I think this might be something that people shoot for on drugs… and it’s certainly what people are looking for when they buy lucid-dreaming aids (which periodically show up on kickstarter… wanted $35k, got $572k).

There are other techs all pushing in this direction – the occulus rift flotilla, Google glass, immersive entertainment. We want to create worlds, and we’re getting better at it.

Turing Test Variant #2 – The Ultimate Turing Test.

The ultimate Turing Test is not “a machine that can trick humans into thinking it’s human”, it’s “a machine that reproduces reality so accurately that people decide to live in it“.

So the D-Wave Quantum Computing machines are legit.

The fundamental mathematical driver behind quantum isn’t exponential (like Moore’s law), it’s factorial. What this means is that if you can fit the same number of qbits onto a chip as we currently do transistors, you’ve got A LOT of simultaneous calculations. There are about 1×10^24 stars in the universe. There are about 1×10^38 IPv6 addresses. That’s big. How long would it take to write down 38 zeroes? Almost a minute.

If you tried to make a decimal representation of the number of simultaneous calculations of a quantum device scaled to a modern chip, you’d get a number with about 50km of zeros. That’s not the “amount”, that’s the decimal representation of the amount.
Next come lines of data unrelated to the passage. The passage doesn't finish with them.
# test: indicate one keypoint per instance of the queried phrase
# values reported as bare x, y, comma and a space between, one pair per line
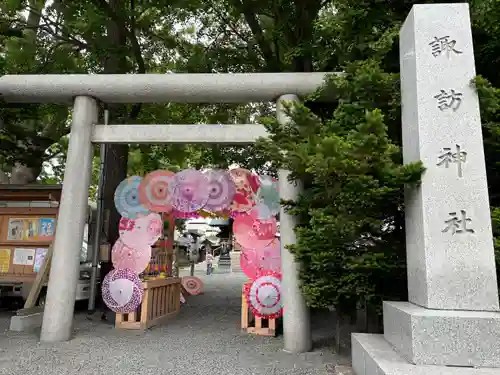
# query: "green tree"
351, 238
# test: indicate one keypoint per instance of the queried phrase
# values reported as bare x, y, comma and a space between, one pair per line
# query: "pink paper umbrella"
221, 190
269, 257
246, 184
188, 190
252, 232
145, 230
123, 256
122, 291
264, 296
249, 264
153, 191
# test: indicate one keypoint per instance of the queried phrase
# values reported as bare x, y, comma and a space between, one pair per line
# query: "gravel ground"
205, 338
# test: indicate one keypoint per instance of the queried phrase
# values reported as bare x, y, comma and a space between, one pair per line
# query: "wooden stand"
161, 301
252, 324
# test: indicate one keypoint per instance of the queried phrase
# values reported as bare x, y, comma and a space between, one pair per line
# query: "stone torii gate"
85, 91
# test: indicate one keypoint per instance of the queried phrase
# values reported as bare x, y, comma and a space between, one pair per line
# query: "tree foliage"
347, 152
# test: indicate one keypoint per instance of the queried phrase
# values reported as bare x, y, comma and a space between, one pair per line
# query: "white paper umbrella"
264, 296
122, 291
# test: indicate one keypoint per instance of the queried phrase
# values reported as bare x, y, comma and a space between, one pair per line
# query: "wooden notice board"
25, 236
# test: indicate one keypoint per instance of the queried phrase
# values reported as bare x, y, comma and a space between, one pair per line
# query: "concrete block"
373, 355
443, 337
26, 323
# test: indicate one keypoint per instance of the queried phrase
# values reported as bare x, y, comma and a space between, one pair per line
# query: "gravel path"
205, 338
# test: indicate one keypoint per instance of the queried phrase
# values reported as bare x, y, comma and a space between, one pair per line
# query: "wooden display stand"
161, 302
252, 324
26, 229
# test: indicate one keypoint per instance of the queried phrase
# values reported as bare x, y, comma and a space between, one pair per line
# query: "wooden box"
161, 302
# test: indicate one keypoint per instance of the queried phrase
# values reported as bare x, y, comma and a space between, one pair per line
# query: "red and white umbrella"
192, 284
122, 291
264, 296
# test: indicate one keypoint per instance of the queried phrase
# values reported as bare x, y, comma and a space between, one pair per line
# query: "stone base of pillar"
422, 341
443, 337
373, 355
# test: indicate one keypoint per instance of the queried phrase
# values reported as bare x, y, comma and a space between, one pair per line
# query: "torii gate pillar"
296, 318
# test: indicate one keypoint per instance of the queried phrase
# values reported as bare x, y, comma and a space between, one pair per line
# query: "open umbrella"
192, 284
127, 198
264, 296
122, 291
135, 260
153, 191
252, 232
188, 190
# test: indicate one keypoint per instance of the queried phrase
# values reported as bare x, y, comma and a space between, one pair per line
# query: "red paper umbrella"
145, 230
153, 191
221, 189
252, 232
247, 185
127, 198
189, 190
192, 284
136, 260
122, 291
264, 296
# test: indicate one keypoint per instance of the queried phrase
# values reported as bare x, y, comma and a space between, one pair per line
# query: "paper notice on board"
4, 260
15, 230
40, 255
24, 257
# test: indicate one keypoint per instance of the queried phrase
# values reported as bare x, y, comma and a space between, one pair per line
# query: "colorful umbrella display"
127, 198
268, 195
122, 291
144, 230
247, 185
192, 284
252, 232
221, 190
189, 190
264, 296
135, 260
153, 191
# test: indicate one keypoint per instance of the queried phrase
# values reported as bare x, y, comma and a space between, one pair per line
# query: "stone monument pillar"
452, 318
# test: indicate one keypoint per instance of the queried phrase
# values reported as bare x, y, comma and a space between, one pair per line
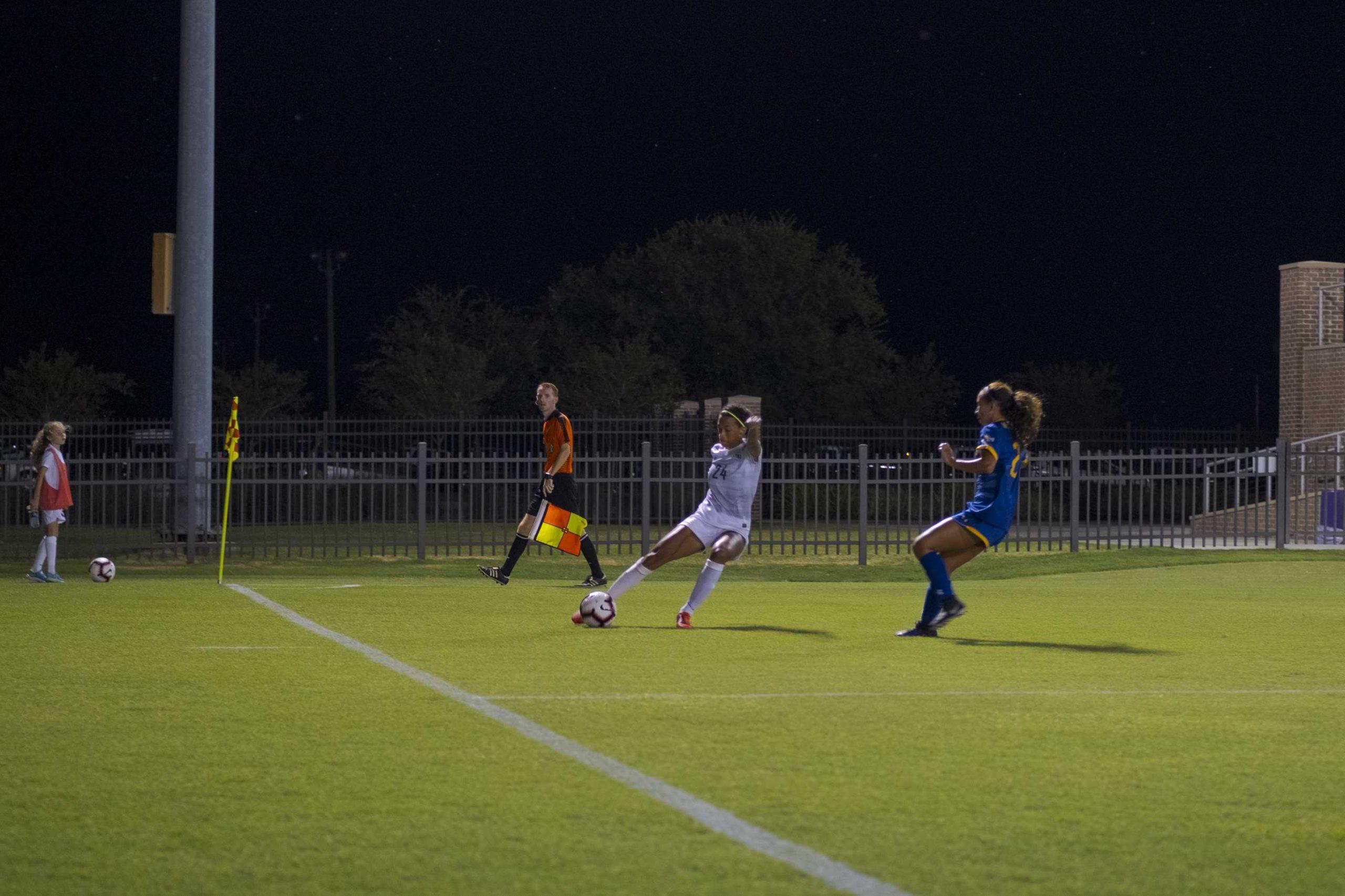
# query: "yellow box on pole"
160, 287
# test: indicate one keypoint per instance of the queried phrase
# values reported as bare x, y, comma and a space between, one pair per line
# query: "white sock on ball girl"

Every 4cm you multiply the previous number by a trillion.

It is so much bigger than all of the atoms in the entire universe, it’s basically infinite. But it’s all calculation, no memory… so if you wanted to simulate a universe, you’d have to generate it on the fly – with time happening in slices… just like it does in actual reality.

So I think the ultimate goal of this “thing” we’re caught up in (this fall into history), is to recreate the big bang as simulations… create parallel universes not as differing simultaneous mirrors of “us now”, but as fractal-like sub-verses, grown from scratch – and then we upload ourselves into them. This is the ultimate AI, not some ultra-smart intelligence, but an entire universe.

I think that this will happen in software rather than hardware, so our landfills will not fill up with tiny universes, but we’ll move our AUs from platform to platform as the hardware changes. Each person will be the custodian of their own Artificial Universe. Like moving your music collection about, but better than that, because you can actually climb inside the thing. And sleep. We’ll become cloud-based.

Maybe they will network with each other. Maybe “sharing universes” is the only way of staying sane. Maybe some people will chose to share universes with creations within their own universe, who have been given free-will… and the ability to create universes of their own. Universe Simulation is a fractal… and given a certain type of infinity, it’s a mathematical certainty.

So I think that’s the ultimate Turing Test – what Iain Banks referred to as Sublimation. The decision to abandon corporeality, and to go into the matrix.

And somewhere in that, we’ll realise that don’t want to be god, we just want to feel like god, so we’ll take just as many drugs as we always did, or I will at least. Stoned, immaculate, man… out here on the perimeter… with heads full of stars.